Barack's $850M 'Obamalisk' in Jackson Park slammed for destroying parkland and violating rules
CHICAGO, ILLINOIS: Former President Barack Obama is under criticism for his Presidential Center, which critics say involved the destruction of a historic public park to make way for a monument to himself.
Many Chicagoans, historians, and preservationists have questioned the project's impact on Jackson Park and its fundamental contrast with the democratic design principles of the park.
Critics say monument violates Frederick Law Olmsted's democratic park vision
The $850 million Obama Presidential Center, scheduled to open next spring, has widely been called "The Obamalisk" by its critics.
The Obama Foundation had acquired 20 acres of the landmarked Jackson Park for the project, which is listed on the national registry of historic places.
The park was famously designed by a visionary architect, Frederick Law Olmsted, who co-designed New York's Central Park, for the 1893 Chicago World's Fair. Critics say the monolithic, 240-foot-tall beige concrete and stone-clad structure violates the spirit of the democratic public park he intended.
"I always see it as a cenotaph, a tombstone, a crusader fortress in brutalist style," WJT Mitchell, an art historian at the University of Chicago, told The New Post. "It’s not a beautiful building. Its monumentality violates the spirit of the democratic urban park."
Olmsted's philosophy was to democratize the public park experience, moving away from the European tradition where grand buildings signified feudal ownership.
Mitchell explained that Olmsted believed, "this is public land, this is owned by everybody.
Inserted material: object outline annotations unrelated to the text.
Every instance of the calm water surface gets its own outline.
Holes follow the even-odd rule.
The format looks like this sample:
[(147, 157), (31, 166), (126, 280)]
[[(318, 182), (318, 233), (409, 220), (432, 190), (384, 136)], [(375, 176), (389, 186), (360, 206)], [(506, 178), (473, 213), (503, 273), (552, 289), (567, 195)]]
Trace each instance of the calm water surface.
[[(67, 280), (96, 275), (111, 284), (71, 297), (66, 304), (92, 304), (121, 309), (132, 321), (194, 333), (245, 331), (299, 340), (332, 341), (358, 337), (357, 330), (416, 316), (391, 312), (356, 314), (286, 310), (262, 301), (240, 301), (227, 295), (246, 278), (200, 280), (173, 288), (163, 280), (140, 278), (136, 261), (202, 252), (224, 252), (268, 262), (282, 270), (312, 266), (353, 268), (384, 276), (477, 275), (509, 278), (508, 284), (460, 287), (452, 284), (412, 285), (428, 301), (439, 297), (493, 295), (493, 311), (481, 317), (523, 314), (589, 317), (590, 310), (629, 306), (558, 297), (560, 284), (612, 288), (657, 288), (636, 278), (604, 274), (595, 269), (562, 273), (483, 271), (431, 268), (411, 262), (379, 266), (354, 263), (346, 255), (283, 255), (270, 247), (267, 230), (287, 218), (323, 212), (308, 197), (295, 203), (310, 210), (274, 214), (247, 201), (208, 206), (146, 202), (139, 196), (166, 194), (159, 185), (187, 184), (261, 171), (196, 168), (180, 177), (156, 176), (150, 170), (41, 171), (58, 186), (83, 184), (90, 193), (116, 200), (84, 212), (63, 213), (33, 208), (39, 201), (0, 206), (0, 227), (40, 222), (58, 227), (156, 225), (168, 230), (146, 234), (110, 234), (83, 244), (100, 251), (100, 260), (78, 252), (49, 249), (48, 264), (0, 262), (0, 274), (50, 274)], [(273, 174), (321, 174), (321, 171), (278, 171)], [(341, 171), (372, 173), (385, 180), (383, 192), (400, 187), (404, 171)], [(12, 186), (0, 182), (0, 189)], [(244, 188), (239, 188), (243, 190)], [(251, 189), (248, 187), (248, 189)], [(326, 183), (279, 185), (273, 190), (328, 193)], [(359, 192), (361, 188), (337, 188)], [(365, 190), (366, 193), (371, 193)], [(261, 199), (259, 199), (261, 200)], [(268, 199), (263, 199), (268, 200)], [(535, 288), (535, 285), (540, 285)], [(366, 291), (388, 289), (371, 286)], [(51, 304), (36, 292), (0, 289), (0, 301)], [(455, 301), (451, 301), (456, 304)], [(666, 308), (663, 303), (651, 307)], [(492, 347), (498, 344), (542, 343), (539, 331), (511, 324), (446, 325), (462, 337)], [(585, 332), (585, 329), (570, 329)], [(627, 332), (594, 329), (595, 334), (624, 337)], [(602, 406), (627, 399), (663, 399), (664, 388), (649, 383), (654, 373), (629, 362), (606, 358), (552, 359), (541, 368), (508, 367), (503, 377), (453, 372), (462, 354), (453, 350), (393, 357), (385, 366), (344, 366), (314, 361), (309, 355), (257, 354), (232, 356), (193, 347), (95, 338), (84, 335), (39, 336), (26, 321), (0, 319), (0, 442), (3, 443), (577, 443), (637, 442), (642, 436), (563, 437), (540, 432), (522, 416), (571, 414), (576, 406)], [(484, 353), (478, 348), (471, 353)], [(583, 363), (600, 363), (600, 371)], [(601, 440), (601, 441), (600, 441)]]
There should not be any great monuments or monumental buildings. It’s about the people."
This democratic spirit was further compromised by the massive environmental impact of the construction. "The most atrocious thing was when they started clearcutting a thousand, healthy, century-old trees. I was there to document it. It struck many people as an environmental disaster,” Mitchell added.
A relic of women's history was also paved over when the Center bulldozed Jackson Park’s Women’s Garden which was created in the 1930s by landscape architect May McAdams to commemorate the first structure at the 1893 Fair built by a female architect, Sophia Hayden, to create a staging area.
Ward Miller, executive director of Preservation Chicago, noted the deep disappointment among former supporters: “This was an administration that many people in Chicago supported and thought was really revolutionary. And then to see that same administration take these 20 acres from the public was very disturbing."
The Obamalisk’s land acquisition and financial criticisms
The location choice itself was controversial. Chicago had to bid against New York and Hawaii to host the Center, eventually sweetening the deal with the prime lakefront public land.
This deal was finalized under the mayorship of Rahm Emmanuel, Obama's former chief of staff. The Foundation acquired the public land not via a lease, but a 99-year-long “land use agreement” that cost the Obamas just $10, according to University of Chicago law professor Richard Epstein.
Epstein, who was involved in a lawsuit against the Foundation, said "vanity drove the structure." The building's height, towering 240 feet high, is also a violation of congressional rules for a presidential library, which has a maximum allowance of 70 feet high, rendering the Center unable to legally take on the designation.
In addition, the administration's official records and archives will not be housed at the Center, they are currently in a warehouse in the Chicago suburbs, with only digitized archives available to visitors.
The cost of the Center, which spiraled from an initial estimate of $300 million to $850 million, was privately funded, although critics point out it has a significant public-private partnership component.
Chicago taxpayers had to spend hundreds of millions rerouting roads around the site through the city's celebrated boulevard system. Architect Grahm Balkany said this road reconfiguration has "basically barricaded Hyde Park from the rest of the South Side," further sequestering poorer black residents.
Another key issue is the financial sustainability of the Center. It's estimated to need $30 million in annual operating costs, yet the endowment has only $1 million of the promised $400 million on hand, raising fears that taxpayers could be on the hook for maintenance and operations if the endowment proves insufficient.
Michelle Obama's critique contrasts with Jimmy Carter's example
The former First Lady, Michelle Obama, has also garnered attention for the involvement of an entire exhibit dedicated to her dresses while simultaneously speaking out against President Donald Trump's White House renovations on her podcast: “To tear it down, to pretend like it doesn’t matter — it’s a reflection of how you think of that role.”
Critics tend to draw a stark contrast with the Obamas' monumental project with the post-presidency actions of others.
Mitchell approvingly mentioned this difference, “I often think of the contrast with Jimmy Carter, as an ex-president. He stayed in the same house in Plains, Georgia and engaged in direct action programs in Africa, all sorts of philanthropic enterprises."
He concluded, "He didn’t focus on building monuments or building fancy houses in Hawaii and Martha’s Vineyard, so he could vacation all over the place.”